Akash Nanda, M.D., Ph.D., of Brigham & Women’s Hospital–Dana-Farber Cancer Institute, Boston, and colleagues assessed whether neoadjuvant HT use in men with prostate cancer treated with brachytherapy affects the risk of all-cause death of men with known coronary artery disease–induced conditions, including congestive heart failure and heart attack.

The study included 5,077 men (median [midpoint] age, 69.5 years) with localized or locally advanced prostate cancer who were treated with or without a median of 4 months of neoadjuvant HT followed by RT between 1997 and 2006 and were followed up until July 2008.

During the study period, 419 men died. Of those, 200 had no underlying comorbidity, 176 had one coronary artery disease risk factor, and 43 had a history of known coronary artery disease resulting in congestive heart failure or heart attack.

The researchers analysed the data by comparing men with no co-exisiting illnesses with men who did have a heart condition.

They found:

  • For men with no comorbidity who were followed up for median 5 years, hormonal therapy was not associated with an increased risk of all-cause mortality (9.6 percent vs. 6.7 percent).
  • For men with a single coronary artery disease risk factor, after median follow-ups of 4.4 years, risk was not increased (10.7 percent vs. 7.0 percent) respectively.
  • However, for men with coronary artery disease–induced congestive heart failure or heart attack, after a median follow-up of 5.1 years, neoadjuvant HT use was associated with nearly twice the risk of all-cause mortality (26.3 percent vs. 11.2 percent).

“It is also important to note that the population of men in whom the use of neoadjuvant HT may be detrimental was limited to 5 percent (256 of 5,077) in this community-based study cohort," the authors write. "This latter point may explain why there has been a survival benefit observed in the major randomized trials comparing HT plus external beam radiation therapy to external beam radiation therapy alone.”

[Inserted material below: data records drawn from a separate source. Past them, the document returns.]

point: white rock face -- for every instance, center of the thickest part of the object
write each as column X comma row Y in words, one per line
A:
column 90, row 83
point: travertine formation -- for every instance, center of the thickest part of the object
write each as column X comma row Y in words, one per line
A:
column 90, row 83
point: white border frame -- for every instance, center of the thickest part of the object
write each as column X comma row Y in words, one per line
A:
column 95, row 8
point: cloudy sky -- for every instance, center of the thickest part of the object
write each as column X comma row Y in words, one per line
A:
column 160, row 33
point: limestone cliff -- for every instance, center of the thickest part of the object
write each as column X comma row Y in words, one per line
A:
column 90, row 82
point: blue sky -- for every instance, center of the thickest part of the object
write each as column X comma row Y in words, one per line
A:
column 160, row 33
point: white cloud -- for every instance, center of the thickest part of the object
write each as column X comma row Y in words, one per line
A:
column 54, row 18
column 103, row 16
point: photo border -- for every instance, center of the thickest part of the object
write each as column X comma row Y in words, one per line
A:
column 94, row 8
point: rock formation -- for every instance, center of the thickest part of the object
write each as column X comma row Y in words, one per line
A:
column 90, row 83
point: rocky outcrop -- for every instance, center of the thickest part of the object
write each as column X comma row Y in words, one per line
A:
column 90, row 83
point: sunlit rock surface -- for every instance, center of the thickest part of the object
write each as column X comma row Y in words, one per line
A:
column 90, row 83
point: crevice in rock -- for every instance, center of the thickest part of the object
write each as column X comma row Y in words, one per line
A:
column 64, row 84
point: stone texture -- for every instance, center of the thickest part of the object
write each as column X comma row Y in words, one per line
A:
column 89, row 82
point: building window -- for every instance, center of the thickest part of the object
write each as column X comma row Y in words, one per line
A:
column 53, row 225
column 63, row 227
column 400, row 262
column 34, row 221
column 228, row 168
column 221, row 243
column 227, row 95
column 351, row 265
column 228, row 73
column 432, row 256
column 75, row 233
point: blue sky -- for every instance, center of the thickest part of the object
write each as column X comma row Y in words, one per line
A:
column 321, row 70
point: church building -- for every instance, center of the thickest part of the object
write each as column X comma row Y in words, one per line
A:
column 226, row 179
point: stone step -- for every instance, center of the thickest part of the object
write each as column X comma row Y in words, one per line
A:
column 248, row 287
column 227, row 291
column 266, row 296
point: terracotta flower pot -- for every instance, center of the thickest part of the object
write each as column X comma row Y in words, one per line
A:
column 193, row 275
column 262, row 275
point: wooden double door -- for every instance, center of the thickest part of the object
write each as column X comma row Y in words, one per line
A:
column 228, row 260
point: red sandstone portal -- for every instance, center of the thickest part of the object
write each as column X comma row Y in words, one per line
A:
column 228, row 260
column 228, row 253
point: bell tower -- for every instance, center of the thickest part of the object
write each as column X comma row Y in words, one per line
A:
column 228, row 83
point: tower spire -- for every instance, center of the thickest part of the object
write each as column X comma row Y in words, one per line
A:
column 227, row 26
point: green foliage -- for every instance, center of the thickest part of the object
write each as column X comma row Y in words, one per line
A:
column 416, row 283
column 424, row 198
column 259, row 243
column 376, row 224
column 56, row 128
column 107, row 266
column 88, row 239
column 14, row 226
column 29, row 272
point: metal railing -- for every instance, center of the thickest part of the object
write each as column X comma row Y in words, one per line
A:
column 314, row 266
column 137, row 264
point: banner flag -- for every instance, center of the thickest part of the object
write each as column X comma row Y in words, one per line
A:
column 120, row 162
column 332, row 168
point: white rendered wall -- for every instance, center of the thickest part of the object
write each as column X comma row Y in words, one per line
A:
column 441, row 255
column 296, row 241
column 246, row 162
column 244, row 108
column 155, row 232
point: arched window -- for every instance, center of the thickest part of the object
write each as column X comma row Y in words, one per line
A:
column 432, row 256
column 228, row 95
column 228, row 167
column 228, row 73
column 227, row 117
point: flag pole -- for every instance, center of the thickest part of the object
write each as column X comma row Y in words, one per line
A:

“The clinical significance of this finding is that for men with favorable-risk prostate cancer and a history of congestive heart failure or myocardial infarction who require neoadjuvant HT solely to eliminate pubic arch interference, alternative strategies such as active surveillance or treatment with external beam radiation therapy or prostatectomy should be considered, " they conclude. "However, for men with unfavorable–risk prostate cancer who require HT in addition to radiation therapy to take advantage of its survival benefit, appropriate medical evaluation prior to initiation should facilitate clinicians in balancing the relative risks against the benefits of HT use.”